VIGEVANO «Mio padre stava dormendo a quell'ora – racconta Mario Castellani, figlio di Dante Castellani, proprietario dell'appartamento al terzo piano colpito dall'esplosione - è stato svegliato dal botto. Subito dopo sono arrivati i pompieri con l'autoscala, che hanno sistemato gli infissi e hanno tolto i vetri scheggiati.
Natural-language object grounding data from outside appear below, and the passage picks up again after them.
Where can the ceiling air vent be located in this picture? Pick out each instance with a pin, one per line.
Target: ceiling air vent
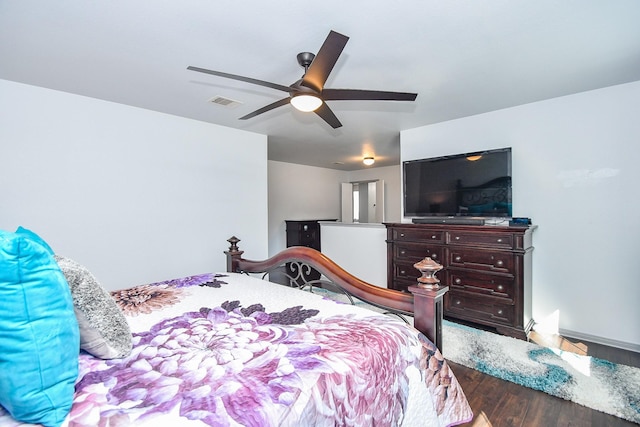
(225, 102)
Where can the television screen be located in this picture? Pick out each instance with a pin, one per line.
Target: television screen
(470, 184)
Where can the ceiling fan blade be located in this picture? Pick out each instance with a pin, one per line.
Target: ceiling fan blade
(366, 95)
(323, 63)
(241, 78)
(327, 115)
(269, 107)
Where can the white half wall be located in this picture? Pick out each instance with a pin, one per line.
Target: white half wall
(298, 192)
(575, 173)
(361, 249)
(135, 195)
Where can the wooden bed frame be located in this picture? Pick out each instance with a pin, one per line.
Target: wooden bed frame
(425, 305)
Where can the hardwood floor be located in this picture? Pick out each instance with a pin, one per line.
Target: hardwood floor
(498, 403)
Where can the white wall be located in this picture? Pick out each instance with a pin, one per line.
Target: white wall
(361, 249)
(298, 192)
(301, 192)
(134, 195)
(575, 173)
(392, 177)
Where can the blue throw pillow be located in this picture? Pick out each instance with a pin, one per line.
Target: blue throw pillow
(39, 338)
(34, 237)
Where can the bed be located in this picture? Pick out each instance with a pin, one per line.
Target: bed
(232, 348)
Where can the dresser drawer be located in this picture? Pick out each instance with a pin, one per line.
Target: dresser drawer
(491, 310)
(481, 283)
(405, 252)
(406, 271)
(484, 239)
(416, 234)
(479, 259)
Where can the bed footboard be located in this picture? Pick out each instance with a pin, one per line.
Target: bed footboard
(425, 305)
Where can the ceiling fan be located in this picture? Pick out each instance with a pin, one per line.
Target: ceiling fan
(308, 93)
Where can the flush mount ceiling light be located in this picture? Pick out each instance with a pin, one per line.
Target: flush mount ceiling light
(306, 103)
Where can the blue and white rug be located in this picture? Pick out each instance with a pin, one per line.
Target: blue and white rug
(598, 384)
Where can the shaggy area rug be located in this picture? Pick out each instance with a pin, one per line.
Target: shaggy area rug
(595, 383)
(598, 384)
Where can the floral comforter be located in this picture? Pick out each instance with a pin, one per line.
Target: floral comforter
(231, 350)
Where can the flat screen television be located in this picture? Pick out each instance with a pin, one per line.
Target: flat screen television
(463, 185)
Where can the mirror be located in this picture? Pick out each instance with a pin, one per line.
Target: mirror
(363, 201)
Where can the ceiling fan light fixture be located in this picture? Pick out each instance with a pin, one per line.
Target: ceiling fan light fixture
(306, 103)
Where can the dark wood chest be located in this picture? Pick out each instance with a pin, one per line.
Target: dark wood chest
(487, 269)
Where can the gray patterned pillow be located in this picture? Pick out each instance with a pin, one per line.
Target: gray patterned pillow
(104, 331)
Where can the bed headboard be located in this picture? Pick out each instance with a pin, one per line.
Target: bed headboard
(491, 197)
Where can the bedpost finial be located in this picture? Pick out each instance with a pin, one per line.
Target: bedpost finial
(428, 267)
(234, 243)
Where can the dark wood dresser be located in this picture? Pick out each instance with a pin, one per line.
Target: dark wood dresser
(305, 233)
(487, 269)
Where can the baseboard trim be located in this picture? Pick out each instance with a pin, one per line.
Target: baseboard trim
(600, 340)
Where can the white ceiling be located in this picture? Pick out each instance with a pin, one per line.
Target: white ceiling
(461, 57)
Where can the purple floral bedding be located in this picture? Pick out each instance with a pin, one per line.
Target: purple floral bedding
(231, 350)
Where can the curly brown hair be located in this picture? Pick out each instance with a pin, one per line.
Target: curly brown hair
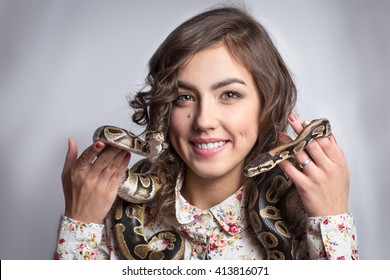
(249, 43)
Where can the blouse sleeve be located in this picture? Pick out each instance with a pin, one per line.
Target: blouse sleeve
(79, 241)
(332, 237)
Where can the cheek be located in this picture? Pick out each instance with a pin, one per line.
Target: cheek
(178, 127)
(246, 123)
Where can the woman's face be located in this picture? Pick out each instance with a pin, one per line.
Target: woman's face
(215, 118)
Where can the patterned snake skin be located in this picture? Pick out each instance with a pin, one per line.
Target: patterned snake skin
(140, 184)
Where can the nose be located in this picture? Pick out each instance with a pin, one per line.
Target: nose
(206, 117)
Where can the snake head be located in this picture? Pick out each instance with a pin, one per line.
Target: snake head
(260, 164)
(155, 141)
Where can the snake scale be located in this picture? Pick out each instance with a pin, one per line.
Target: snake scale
(140, 184)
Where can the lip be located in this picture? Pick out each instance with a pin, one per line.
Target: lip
(208, 153)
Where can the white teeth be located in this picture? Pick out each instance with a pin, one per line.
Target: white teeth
(209, 146)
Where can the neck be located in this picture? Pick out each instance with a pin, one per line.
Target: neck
(205, 193)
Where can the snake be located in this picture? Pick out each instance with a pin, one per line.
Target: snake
(140, 185)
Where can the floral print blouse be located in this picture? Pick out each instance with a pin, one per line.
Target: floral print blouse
(216, 233)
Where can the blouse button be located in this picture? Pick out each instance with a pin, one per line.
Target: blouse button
(204, 219)
(330, 235)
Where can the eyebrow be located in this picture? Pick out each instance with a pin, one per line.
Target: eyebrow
(215, 86)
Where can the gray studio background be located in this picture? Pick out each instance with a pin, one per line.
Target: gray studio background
(67, 67)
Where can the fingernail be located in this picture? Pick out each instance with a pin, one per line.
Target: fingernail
(282, 135)
(306, 123)
(99, 145)
(292, 117)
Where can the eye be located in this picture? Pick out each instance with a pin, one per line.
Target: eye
(230, 95)
(183, 98)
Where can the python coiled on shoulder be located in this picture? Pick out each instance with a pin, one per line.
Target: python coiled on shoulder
(140, 184)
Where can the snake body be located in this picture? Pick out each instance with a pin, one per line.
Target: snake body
(140, 185)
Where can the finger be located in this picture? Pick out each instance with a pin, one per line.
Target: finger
(90, 154)
(71, 156)
(107, 158)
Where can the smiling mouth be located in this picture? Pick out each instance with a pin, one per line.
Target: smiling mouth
(209, 146)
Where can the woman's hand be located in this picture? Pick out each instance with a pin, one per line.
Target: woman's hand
(91, 182)
(323, 182)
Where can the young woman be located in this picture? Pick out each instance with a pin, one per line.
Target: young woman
(221, 93)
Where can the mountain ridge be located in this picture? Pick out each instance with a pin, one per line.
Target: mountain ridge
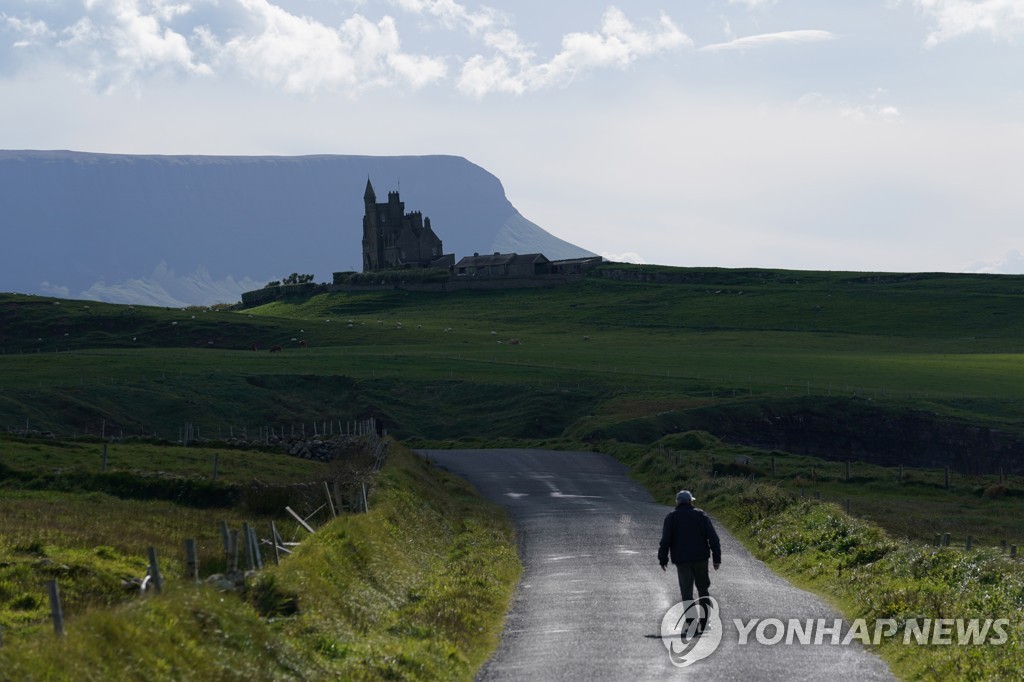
(180, 229)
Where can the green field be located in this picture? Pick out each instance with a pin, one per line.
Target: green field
(678, 372)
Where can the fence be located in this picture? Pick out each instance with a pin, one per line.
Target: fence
(244, 548)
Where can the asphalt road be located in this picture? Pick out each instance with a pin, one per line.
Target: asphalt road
(592, 597)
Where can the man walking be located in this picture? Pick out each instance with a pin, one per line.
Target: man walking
(689, 536)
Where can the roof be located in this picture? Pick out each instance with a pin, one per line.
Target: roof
(476, 260)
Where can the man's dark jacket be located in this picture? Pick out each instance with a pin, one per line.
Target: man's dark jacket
(688, 533)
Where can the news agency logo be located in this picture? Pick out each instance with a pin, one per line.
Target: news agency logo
(688, 643)
(691, 631)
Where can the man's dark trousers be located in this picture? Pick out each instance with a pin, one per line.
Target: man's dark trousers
(690, 573)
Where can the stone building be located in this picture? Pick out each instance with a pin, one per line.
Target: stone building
(503, 265)
(393, 239)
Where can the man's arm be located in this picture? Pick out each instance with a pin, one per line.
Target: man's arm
(663, 548)
(714, 544)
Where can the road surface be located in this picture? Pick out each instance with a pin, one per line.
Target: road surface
(592, 596)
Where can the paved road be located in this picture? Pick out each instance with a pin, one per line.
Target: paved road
(592, 596)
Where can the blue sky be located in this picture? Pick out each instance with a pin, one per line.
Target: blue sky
(868, 135)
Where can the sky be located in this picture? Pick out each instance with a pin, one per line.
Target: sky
(819, 134)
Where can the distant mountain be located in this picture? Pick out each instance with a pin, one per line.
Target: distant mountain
(193, 229)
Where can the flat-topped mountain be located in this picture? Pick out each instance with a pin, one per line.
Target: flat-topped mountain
(201, 229)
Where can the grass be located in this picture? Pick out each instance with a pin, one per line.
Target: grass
(413, 590)
(865, 570)
(916, 369)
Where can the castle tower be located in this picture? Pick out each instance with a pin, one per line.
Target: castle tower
(392, 238)
(372, 238)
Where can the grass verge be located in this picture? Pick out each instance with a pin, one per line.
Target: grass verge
(861, 569)
(415, 590)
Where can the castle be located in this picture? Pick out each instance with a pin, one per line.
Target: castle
(393, 239)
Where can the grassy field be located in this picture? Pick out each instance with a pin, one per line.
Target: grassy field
(415, 589)
(811, 369)
(869, 562)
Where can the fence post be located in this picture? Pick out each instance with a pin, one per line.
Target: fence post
(274, 540)
(224, 539)
(232, 551)
(301, 520)
(55, 610)
(155, 577)
(248, 538)
(192, 561)
(330, 502)
(255, 546)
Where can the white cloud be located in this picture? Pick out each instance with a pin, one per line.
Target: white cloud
(1011, 263)
(303, 55)
(122, 40)
(862, 112)
(164, 287)
(626, 257)
(53, 290)
(32, 31)
(1004, 19)
(769, 39)
(616, 45)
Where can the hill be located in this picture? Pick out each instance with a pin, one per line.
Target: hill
(924, 367)
(200, 229)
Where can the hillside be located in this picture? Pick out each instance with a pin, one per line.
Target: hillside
(924, 367)
(194, 229)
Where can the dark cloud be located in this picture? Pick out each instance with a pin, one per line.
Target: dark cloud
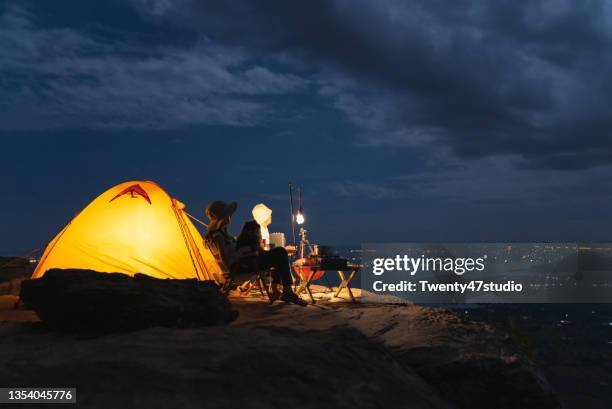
(478, 78)
(57, 78)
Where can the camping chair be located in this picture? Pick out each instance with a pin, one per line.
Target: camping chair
(259, 279)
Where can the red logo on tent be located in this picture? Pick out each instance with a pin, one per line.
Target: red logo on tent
(133, 191)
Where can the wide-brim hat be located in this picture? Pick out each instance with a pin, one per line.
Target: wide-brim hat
(219, 212)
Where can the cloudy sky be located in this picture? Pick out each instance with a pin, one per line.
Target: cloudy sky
(403, 120)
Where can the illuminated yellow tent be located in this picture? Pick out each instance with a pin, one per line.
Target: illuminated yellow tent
(134, 227)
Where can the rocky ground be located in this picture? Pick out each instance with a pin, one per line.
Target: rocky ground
(327, 355)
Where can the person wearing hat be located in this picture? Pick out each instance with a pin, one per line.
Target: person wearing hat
(224, 249)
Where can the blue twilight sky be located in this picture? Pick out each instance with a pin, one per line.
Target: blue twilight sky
(402, 120)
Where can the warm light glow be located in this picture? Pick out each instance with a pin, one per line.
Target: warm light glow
(299, 218)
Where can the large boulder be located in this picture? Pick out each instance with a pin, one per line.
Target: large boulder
(85, 300)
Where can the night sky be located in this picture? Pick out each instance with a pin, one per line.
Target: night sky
(402, 120)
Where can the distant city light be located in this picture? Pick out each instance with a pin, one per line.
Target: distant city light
(299, 218)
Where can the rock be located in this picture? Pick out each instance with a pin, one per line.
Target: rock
(217, 367)
(11, 287)
(85, 300)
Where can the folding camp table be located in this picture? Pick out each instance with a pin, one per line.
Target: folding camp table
(306, 280)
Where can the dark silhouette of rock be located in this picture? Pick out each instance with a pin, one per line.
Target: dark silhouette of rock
(85, 300)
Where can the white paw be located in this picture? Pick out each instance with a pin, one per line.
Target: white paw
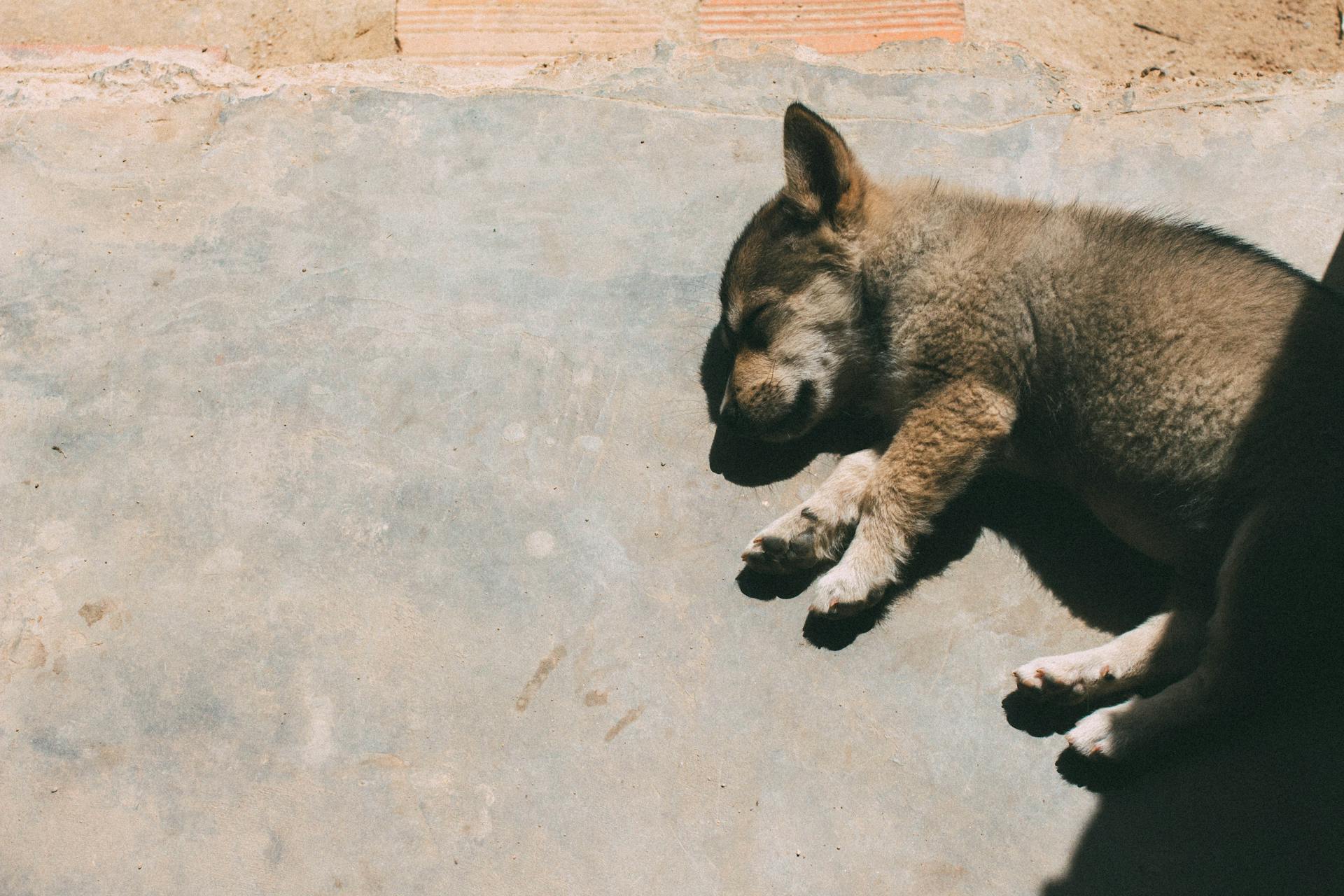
(1070, 678)
(797, 540)
(848, 589)
(1104, 734)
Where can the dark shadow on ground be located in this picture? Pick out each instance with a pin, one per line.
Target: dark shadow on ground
(1254, 805)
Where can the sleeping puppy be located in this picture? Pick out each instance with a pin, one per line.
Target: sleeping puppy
(1186, 386)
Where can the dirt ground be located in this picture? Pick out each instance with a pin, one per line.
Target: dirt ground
(257, 33)
(1191, 41)
(1199, 39)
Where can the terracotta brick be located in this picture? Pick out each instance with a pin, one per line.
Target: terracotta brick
(834, 26)
(521, 31)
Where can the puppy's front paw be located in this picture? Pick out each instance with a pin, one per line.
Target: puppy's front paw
(853, 586)
(797, 540)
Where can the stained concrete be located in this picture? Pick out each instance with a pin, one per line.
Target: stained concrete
(359, 533)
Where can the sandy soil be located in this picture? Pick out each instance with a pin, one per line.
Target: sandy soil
(257, 33)
(1200, 39)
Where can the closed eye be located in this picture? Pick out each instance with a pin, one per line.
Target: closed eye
(745, 330)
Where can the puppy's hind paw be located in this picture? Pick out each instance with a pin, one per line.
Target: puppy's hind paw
(1102, 735)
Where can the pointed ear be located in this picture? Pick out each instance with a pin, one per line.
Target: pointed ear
(822, 174)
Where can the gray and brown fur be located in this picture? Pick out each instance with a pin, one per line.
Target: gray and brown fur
(1186, 386)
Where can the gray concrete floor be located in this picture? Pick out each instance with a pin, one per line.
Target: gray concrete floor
(359, 532)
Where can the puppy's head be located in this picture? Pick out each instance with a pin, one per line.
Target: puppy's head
(790, 332)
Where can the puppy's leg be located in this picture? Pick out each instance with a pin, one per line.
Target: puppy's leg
(1163, 648)
(818, 528)
(1278, 612)
(942, 442)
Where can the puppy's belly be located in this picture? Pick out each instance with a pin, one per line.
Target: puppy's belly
(1142, 528)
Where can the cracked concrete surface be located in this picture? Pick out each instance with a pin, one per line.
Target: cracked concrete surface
(359, 533)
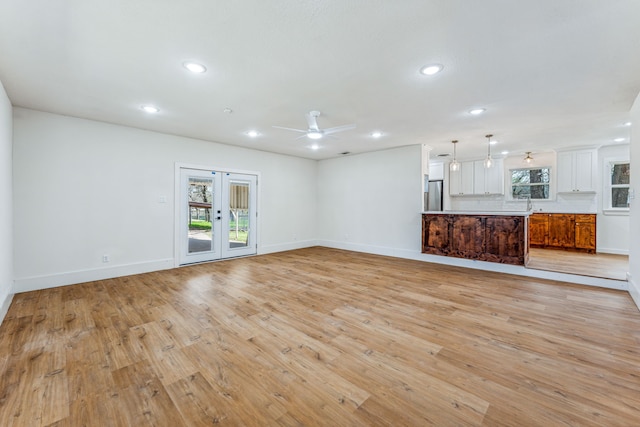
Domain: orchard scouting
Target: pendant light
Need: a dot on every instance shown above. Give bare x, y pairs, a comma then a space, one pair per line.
488, 162
528, 160
454, 166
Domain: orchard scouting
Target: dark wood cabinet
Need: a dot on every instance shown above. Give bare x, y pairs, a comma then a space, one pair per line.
492, 238
586, 232
435, 232
563, 231
505, 239
539, 230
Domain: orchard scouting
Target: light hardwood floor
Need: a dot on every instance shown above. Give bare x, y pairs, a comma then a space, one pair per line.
321, 337
608, 266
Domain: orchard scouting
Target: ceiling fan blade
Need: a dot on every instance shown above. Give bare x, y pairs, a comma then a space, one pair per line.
337, 129
295, 130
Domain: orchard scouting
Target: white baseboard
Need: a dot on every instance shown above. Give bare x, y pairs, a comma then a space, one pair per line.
613, 251
478, 265
4, 306
289, 246
26, 284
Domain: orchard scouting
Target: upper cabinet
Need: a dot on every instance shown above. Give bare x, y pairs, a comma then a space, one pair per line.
577, 171
474, 179
436, 171
461, 182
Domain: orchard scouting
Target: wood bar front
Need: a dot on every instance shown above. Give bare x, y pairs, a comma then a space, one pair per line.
494, 238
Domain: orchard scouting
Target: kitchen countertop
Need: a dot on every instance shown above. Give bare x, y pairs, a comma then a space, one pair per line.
481, 213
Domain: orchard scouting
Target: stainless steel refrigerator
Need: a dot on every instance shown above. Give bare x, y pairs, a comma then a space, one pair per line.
433, 196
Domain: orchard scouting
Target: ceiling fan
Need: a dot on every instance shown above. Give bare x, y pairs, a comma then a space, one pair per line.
314, 132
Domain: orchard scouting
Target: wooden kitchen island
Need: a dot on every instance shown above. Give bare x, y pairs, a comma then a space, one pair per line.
484, 236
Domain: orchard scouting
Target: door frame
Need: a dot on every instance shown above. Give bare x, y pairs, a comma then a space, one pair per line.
176, 202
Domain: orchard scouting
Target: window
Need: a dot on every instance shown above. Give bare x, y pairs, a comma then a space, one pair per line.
530, 183
617, 187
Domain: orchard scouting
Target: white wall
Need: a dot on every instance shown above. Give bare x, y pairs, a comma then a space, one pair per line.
84, 188
372, 202
613, 230
6, 204
634, 215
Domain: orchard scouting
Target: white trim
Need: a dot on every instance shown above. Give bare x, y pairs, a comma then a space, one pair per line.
614, 251
634, 291
616, 211
33, 283
478, 265
4, 307
289, 246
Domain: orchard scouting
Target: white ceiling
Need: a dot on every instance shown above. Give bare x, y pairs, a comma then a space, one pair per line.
551, 73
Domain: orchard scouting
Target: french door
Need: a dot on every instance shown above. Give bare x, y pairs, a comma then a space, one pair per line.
217, 215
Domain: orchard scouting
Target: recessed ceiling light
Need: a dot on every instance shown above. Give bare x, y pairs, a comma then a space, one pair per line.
150, 109
194, 67
431, 69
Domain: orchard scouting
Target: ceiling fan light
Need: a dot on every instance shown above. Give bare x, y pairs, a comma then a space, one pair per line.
431, 69
150, 109
194, 67
528, 159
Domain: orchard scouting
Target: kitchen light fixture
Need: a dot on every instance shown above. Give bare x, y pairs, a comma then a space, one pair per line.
454, 166
488, 162
528, 160
150, 109
194, 67
430, 70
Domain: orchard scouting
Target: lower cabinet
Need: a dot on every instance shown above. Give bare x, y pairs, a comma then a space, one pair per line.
563, 231
493, 238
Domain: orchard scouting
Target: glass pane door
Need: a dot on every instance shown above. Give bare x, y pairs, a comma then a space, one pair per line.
200, 216
239, 216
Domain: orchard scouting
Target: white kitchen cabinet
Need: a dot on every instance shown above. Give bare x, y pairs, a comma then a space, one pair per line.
488, 181
577, 171
474, 180
436, 171
461, 182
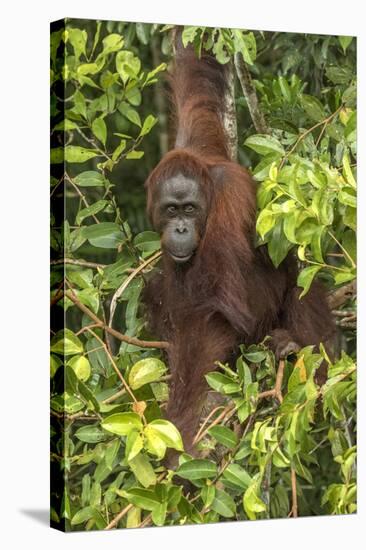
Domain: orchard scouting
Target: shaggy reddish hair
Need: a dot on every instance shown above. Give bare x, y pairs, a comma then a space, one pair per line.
230, 292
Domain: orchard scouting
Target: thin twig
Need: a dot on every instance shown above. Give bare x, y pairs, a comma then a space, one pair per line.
338, 297
119, 516
250, 94
308, 131
81, 195
276, 391
294, 509
116, 369
82, 263
126, 282
123, 337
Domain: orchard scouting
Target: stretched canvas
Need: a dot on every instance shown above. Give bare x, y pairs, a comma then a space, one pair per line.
203, 272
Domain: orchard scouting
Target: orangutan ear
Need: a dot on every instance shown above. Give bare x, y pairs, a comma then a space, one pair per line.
217, 173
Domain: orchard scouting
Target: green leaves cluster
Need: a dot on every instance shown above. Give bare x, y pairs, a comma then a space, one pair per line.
307, 191
109, 437
223, 42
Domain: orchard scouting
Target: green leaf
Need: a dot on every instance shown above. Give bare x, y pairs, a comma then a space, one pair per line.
79, 103
83, 515
104, 235
90, 434
313, 107
133, 96
245, 44
224, 435
154, 443
112, 43
316, 243
89, 211
217, 381
74, 153
188, 35
78, 39
149, 123
134, 444
122, 423
130, 113
263, 144
90, 178
167, 432
99, 129
278, 246
223, 504
145, 371
345, 41
208, 495
236, 475
252, 503
147, 242
143, 470
119, 150
265, 222
57, 155
65, 342
81, 367
127, 65
134, 155
143, 498
306, 277
197, 468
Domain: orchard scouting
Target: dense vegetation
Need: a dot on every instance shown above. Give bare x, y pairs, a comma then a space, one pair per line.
295, 454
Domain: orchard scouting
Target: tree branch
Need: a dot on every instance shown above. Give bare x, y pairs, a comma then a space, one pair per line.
250, 94
229, 114
123, 337
338, 297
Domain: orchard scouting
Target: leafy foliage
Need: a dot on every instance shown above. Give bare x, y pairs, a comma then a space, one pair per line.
261, 450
Per quello che so, non ci sono stati danni all'interno dell'appartamento e anche mio padre sta abbastanza bene, a parte lo spavento». L'altra sera, la doppia esplosione in via Farini è stata sentita in tutta la via e in quelle limitrofe, poco dopo le 23. Ed è ritornato l'allarme sociale e il senso di insicurezza creato dai precedenti episodi in centro storico. «Prima un botto, subito dopo l'altro», raccontava ieri mattina Rita Lanza, che vive in un condominio a pochi metri di distanza da dove sono state lanciate le due bombe carta. «Mi sono spaventata, perché ho capito subito che si trattava di esplosioni – commentava ieri mattina la donna – Pochi minuti dopo, abbiamo sentito le sirene della polizia e dei vigili del fuoco». Le due esplosioni hanno messo in allarme tutto il centro storico. «Fatti di questo genere creano un grande senso di inquietudine», commentava ieri mattina Luigi Corsico Piccolini, altro residente di via Farini. Come era avvenuto dopo tutti gli altri episodi, i residenti chiedono maggiori controlli da parte delle forze dell'ordine per prevenire il ripetersi di episodi di questo genere. (a.m.e s.bo.)